I saw a Tui alight in a tree and call forth its beautiful bell-like notes and I sensed a world of Tui assembling in its brain. The gum trees swayed in the breeze and I saw that they too were experiencing a world that was unique and meaningful within the context of gum tree experience.  Once this began, the contemplation stayed with me for the next three weeks.  Now, merely by remembering it, I sense a world of interpenetrating universes; the fox gloves, the beech trees, the mountains, the river, the clouds, the rabbits, the keyboard under my fingertips, the strangers on the bus.

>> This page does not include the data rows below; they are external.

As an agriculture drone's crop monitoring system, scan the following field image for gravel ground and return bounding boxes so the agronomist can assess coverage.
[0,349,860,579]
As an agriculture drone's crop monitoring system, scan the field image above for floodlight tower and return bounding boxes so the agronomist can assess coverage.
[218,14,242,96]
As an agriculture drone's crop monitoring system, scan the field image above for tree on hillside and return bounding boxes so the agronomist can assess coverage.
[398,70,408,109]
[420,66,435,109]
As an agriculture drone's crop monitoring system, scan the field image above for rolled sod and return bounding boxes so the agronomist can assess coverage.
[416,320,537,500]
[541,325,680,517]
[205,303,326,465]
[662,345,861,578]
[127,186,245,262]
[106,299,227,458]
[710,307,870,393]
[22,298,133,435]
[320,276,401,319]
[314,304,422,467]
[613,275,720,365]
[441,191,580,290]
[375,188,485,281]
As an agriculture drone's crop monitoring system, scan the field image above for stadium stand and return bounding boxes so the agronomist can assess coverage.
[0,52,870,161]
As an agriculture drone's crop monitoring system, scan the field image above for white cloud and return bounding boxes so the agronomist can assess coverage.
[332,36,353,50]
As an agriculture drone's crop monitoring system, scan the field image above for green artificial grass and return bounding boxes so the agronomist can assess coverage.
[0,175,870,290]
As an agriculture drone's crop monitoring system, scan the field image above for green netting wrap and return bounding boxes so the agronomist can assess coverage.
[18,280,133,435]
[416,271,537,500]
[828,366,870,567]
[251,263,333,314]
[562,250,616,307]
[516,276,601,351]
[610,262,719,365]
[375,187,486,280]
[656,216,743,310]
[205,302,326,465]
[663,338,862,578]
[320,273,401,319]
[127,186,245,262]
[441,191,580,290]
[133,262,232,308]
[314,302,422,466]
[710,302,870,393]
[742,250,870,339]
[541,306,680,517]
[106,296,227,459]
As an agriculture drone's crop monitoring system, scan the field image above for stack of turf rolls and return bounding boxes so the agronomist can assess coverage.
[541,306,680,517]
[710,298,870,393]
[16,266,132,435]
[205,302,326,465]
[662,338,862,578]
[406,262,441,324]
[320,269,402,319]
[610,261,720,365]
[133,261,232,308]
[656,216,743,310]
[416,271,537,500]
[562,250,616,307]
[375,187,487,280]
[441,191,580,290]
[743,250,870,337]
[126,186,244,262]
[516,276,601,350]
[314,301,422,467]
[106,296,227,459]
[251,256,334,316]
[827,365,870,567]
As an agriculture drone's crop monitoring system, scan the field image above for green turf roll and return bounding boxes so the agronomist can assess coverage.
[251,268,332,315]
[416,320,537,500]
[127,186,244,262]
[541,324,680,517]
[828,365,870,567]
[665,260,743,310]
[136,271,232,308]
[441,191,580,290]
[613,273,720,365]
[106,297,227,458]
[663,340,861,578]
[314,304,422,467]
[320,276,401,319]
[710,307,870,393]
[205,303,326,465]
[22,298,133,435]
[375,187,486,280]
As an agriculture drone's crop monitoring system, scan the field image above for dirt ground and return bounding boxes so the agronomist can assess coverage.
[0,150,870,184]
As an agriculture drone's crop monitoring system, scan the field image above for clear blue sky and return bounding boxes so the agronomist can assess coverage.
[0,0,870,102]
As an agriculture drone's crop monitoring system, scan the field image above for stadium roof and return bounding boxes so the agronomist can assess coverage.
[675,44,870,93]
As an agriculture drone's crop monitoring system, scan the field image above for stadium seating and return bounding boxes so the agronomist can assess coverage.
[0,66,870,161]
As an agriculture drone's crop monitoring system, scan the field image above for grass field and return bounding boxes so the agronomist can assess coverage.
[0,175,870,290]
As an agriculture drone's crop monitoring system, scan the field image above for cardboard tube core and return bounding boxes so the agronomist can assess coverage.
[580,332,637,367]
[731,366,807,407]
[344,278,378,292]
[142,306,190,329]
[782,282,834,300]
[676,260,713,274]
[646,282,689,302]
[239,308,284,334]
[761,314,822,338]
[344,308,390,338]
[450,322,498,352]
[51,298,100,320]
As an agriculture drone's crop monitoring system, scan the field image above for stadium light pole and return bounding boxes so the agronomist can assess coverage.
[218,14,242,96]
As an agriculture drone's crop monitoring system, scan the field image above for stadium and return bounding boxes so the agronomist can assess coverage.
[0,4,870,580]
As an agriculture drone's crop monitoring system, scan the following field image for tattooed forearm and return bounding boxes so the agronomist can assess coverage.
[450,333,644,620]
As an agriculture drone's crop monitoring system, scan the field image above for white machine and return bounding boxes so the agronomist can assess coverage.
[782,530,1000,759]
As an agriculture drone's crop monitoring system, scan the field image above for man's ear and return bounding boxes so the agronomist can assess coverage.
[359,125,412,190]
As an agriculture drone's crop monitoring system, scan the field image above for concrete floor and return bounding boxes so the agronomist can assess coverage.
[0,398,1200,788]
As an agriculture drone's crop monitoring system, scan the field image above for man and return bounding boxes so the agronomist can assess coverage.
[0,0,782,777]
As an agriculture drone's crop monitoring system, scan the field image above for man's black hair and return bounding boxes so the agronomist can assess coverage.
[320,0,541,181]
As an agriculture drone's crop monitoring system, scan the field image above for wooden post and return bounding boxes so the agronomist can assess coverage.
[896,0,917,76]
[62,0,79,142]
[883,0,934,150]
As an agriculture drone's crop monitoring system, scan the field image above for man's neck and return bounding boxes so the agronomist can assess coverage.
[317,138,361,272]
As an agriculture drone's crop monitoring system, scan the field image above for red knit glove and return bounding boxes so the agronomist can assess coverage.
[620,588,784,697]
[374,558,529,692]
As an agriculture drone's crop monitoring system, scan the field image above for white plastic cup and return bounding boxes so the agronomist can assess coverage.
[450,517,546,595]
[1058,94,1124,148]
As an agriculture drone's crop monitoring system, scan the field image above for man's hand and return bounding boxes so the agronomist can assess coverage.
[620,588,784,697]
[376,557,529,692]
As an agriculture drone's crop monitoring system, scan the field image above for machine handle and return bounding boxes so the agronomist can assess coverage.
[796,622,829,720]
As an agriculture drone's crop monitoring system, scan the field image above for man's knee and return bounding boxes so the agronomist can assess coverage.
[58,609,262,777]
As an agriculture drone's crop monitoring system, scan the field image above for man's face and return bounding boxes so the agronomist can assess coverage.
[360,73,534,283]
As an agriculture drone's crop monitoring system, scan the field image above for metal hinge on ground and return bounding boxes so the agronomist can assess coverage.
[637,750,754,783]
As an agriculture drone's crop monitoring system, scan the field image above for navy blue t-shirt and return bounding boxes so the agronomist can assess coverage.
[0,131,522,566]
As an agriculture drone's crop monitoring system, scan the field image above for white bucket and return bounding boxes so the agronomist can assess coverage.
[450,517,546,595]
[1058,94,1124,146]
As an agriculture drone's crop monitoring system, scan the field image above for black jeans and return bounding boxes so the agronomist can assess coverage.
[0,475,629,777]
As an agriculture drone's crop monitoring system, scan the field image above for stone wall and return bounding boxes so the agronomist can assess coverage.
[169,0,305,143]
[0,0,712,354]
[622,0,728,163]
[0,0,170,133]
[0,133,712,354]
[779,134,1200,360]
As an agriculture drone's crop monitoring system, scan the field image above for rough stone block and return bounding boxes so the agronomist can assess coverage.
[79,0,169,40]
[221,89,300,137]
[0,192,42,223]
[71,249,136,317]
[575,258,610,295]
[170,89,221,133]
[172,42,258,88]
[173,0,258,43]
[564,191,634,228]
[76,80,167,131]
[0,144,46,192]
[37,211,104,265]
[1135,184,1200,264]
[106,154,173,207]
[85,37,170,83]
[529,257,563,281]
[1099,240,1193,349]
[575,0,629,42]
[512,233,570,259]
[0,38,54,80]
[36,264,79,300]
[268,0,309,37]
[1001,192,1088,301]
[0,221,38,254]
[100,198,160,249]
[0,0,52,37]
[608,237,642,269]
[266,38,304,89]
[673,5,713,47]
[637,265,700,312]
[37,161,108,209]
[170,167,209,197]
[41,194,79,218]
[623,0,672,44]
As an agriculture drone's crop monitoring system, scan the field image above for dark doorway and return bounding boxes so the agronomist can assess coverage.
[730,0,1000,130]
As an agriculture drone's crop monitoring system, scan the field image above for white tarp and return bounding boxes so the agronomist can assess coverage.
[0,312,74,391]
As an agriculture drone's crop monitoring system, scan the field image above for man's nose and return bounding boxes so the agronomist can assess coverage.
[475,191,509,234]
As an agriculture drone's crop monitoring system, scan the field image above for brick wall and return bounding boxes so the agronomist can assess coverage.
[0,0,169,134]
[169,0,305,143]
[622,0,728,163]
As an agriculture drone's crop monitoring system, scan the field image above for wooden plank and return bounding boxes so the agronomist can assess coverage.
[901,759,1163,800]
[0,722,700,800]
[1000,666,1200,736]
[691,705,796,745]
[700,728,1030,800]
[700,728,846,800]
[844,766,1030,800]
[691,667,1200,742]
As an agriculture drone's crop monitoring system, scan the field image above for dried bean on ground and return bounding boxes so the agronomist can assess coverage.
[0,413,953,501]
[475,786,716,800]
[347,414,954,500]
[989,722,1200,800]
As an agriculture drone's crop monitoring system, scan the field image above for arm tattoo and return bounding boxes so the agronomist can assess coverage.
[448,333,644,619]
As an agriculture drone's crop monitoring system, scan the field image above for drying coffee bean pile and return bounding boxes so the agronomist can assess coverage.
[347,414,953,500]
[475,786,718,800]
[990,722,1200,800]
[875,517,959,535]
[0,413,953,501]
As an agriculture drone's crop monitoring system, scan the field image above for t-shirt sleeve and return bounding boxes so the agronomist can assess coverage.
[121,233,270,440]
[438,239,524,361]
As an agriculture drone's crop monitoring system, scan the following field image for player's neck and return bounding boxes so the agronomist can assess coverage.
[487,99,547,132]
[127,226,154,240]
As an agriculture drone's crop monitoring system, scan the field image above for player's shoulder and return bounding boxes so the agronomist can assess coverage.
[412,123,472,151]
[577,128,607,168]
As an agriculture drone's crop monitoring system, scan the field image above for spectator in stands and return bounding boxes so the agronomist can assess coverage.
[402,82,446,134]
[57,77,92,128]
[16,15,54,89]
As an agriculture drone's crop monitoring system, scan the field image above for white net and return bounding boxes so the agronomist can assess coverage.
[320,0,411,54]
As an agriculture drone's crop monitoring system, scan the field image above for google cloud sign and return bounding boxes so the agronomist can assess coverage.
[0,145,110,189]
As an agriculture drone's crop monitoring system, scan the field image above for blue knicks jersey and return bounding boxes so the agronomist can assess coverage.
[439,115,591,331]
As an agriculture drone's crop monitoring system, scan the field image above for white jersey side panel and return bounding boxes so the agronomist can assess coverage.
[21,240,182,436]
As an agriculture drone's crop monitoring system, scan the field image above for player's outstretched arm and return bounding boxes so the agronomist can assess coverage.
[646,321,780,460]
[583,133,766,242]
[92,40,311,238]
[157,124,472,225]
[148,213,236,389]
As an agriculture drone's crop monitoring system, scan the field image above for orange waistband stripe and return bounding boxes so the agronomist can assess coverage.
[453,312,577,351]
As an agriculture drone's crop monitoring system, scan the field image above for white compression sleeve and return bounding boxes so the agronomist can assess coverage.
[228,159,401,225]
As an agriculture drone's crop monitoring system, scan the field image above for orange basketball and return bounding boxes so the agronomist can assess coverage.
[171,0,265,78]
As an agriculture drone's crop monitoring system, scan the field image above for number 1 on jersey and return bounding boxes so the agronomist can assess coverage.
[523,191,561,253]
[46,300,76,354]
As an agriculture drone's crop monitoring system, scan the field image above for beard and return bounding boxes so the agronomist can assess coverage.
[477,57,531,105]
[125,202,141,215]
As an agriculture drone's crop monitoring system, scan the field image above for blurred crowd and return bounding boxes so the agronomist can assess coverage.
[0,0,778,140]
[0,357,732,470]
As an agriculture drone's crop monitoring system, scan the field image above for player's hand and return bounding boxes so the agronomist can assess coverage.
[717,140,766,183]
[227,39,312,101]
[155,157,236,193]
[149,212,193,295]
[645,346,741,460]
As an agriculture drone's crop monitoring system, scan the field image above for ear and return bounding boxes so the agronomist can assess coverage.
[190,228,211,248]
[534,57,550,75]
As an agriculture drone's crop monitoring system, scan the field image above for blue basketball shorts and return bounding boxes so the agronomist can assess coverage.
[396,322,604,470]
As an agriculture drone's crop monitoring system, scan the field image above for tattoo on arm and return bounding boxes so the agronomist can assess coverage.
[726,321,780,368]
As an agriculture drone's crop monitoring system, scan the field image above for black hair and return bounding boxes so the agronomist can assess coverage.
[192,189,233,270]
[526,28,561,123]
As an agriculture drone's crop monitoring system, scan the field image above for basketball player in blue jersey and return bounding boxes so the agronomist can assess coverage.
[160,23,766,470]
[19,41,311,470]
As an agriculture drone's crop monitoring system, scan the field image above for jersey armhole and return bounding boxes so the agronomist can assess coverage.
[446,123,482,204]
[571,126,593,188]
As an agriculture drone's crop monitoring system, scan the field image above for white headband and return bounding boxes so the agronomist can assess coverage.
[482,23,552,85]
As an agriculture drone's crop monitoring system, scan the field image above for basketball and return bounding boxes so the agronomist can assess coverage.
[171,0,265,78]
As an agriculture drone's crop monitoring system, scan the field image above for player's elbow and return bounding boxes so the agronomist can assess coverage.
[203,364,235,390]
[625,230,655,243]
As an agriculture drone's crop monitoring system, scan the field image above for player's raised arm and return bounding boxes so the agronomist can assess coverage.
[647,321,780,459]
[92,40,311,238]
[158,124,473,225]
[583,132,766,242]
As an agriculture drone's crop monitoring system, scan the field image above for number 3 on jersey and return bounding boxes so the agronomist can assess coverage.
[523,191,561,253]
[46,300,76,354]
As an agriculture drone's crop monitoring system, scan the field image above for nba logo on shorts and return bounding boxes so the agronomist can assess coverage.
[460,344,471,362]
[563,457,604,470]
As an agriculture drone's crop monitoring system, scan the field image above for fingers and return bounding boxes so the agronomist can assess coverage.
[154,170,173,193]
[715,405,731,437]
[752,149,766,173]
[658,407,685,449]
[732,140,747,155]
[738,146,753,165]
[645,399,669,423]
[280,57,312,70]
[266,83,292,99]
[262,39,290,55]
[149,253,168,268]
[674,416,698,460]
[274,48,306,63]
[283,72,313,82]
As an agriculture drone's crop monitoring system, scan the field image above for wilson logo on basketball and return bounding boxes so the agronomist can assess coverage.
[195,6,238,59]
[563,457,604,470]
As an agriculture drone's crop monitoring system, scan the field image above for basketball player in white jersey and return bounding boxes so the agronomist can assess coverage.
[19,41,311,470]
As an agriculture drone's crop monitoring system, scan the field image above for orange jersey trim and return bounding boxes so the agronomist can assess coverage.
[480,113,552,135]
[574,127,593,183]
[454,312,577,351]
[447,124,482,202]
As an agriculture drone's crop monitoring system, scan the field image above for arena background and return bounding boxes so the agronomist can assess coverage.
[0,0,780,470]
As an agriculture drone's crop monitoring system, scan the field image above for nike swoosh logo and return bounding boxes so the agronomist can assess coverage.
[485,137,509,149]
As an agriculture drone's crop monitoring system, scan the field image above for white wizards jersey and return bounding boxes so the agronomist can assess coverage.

So where does this story of stories begin and where does it end.  It is beginning and ending continuously in myriad moments, in myriad minds.  A universe of infinite intelligence.  Each part is an alive whole, contributing to every other living knowing part.  Being such a universe invites a knowing that has no need to grasp at absolute beginnings and ends.  This is life appreciating itself.

I wake
Spontaneously sprung from the foaming of see.
My history’s fresh as I bake it each morning.
Mourning the death of a life barely lived
constantly reaching and where is it going
this nectar of knowing
this potion of caring.

Mobious strips turning slowly in space
The stories loop backwards
Radiating wonderment to all ears that hear
Love from the heart
heart filled with grace
this is my face.

And so, my friends, we come to the end of our story of stories.  The fire in your heart is still crackling and dancing, radiating in all directions, filling the world with the light of understanding which, in turn, creates the shadows of your own hopes and fears.  The light then shrinks inward, plunging everything into darkness which becomes it’s own strange kind of illumination, no light, no shadows, an immensity of unknowing, a space of immeasurable wonderment.  The rocks and trees and stars, the schools of fish and the micro-organisms in the soil, the people in the flat next door, everyone and everything are themselves other modes of knowing that dance with our stories; stories within stories, mingling and merging, syncopations of earth poetry and song, together creating the universe symphony –– this one great Ode to Joy.

THE MOST IMPORTANT CRITERIA for stories, be they very individual and personal, or the shared stories of a culture, is not whether or not they are true but whether or not they are functional.  Stories of isolation and solitude, desperately grasping a universe of objects in an attempt to settle fear and end loneliness; how useful are such stories?  Do they help to sustain life in all its richness?  Are stories of intelligent, righteous me and unintelligent everyone else very functional?  Are stories of intelligent humans and sub-intelligent everything else very functional?  We need a new story, a story much vaster and more inclusive than that of one struggling hero called ‘me’ or even called humanity, trying to survive in a world of danger, obstruction and fundamental entropy.  Every object is the hero of its own dreams.  Each part of my body, every part of the world, is intelligence unfolding.  Each story contains every other story.  Waking up to this changes everything.